Economistas, exdiplomáticos e historiadores subrayan factores diferenciadores: la limitada disponibilidad de recursos naturales, la estructura del poder político, la cercanía geográfica con territorio estadounidense y la fragmentación de la oposición.
El economista Ricardo Torres advierte que, aunque Cuba posee potencial, requiere una reconstrucción integral. A diferencia de países como Venezuela o Irán, no cuenta con reservas energéticas de impacto inmediato, aunque sí dispone de minerales como níquel y cobalto. Esto reduce el atractivo de resultados económicos rápidos para Washington.
En el plano político, la académica Tamarys Bahamonde señala que el poder en Cuba no se concentra en una sola figura, a diferencia del modelo encabezado por Nicolás Maduro. En la isla, distintos órganos mantienen coordinación interna, especialmente frente a presiones externas.
El historiador Pável Alemán descarta la viabilidad de replicar un esquema similar al venezolano, al considerar improbable la aparición de actores internos dispuestos a negociar cambios de gobierno sin respaldo social.
En cuanto a la oposición, el exdiplomático Carlos Alzugaray sostiene que carece de liderazgos sólidos o consensos comparables a figuras como María Corina Machado.
La cercanía geográfica es otro factor crítico. La distancia entre Cuba y Estados Unidos —apenas 90 millas— implica riesgos directos. Una crisis interna podría derivar en flujos migratorios masivos hacia territorio estadounidense, lo que convierte la estabilidad de la isla en un asunto estratégico para Washington.
Además, esta proximidad plantea desafíos de seguridad, incluyendo la defensa de instalaciones como la base naval de Guantánamo y posibles amenazas en escenarios de escalada.
Otro elemento relevante es la influencia del exilio cubano en Estados Unidos.
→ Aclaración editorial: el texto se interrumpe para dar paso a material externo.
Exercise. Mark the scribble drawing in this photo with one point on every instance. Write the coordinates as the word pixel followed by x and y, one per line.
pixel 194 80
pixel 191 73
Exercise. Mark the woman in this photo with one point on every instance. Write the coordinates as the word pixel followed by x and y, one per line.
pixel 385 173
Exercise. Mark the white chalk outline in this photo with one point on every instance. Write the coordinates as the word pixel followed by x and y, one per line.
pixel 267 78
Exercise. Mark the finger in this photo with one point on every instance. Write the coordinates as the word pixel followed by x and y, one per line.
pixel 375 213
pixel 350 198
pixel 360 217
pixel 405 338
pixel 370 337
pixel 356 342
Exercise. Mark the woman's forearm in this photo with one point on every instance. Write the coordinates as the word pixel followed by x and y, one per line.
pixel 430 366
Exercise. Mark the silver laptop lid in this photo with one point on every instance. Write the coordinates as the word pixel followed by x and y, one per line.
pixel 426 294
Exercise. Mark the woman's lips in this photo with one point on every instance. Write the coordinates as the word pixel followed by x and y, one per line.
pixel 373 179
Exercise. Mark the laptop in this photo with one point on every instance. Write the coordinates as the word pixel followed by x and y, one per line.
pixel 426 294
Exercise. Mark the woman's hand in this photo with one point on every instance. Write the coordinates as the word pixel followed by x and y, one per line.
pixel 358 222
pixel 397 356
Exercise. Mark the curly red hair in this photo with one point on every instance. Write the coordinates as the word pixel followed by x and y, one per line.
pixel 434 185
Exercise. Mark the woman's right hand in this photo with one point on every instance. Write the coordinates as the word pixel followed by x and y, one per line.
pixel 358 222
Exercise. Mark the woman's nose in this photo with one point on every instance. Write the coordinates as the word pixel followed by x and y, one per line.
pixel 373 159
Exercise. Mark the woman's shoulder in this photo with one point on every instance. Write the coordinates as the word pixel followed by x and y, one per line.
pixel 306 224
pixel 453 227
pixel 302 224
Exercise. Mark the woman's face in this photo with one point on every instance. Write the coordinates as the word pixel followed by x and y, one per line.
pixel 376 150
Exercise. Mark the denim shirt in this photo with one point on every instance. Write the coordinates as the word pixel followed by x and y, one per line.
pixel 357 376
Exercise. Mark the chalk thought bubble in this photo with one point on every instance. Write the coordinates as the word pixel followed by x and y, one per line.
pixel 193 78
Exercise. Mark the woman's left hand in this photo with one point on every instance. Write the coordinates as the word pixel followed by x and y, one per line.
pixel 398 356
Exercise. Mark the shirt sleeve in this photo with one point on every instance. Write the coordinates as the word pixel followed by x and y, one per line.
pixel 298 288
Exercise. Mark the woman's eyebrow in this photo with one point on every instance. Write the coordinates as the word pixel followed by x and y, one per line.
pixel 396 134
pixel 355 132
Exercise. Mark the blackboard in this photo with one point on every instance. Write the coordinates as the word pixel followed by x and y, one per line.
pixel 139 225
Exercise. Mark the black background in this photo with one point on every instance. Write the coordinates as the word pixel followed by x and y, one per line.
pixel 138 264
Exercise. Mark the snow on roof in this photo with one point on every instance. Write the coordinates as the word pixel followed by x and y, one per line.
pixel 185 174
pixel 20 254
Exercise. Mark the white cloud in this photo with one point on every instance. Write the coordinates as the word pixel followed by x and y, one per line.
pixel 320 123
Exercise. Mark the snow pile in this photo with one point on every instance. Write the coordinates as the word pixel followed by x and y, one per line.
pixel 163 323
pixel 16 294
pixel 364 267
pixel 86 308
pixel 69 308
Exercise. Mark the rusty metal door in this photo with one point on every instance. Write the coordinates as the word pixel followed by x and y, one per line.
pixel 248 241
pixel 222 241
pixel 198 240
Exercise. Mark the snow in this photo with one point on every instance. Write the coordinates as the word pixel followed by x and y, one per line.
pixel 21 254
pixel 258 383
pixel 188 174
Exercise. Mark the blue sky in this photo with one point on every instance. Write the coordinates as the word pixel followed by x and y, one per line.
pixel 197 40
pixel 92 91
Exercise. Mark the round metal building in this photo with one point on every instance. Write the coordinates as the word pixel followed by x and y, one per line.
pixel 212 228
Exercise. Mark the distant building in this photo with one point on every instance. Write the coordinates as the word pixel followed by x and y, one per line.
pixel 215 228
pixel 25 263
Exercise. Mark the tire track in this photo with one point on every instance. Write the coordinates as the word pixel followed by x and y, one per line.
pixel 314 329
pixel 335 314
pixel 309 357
Según Torres, este grupo ejerce presión política significativa que condiciona las decisiones de la Casa Blanca.
Finalmente, Alzugaray advierte que tanto La Habana como Washington enfrentan presiones internas. Mientras Cuba requiere ajustes urgentes, Estados Unidos busca resultados políticos visibles, especialmente ante procesos electorales próximos.
Pese a las tensiones, los analistas coinciden en que un colapso del gobierno cubano no sería conveniente para Estados Unidos, debido al riesgo de inestabilidad regional. Paradójicamente, la continuidad del sistema en la isla podría ser, en sí misma, un factor de interés para la administración estadounidense.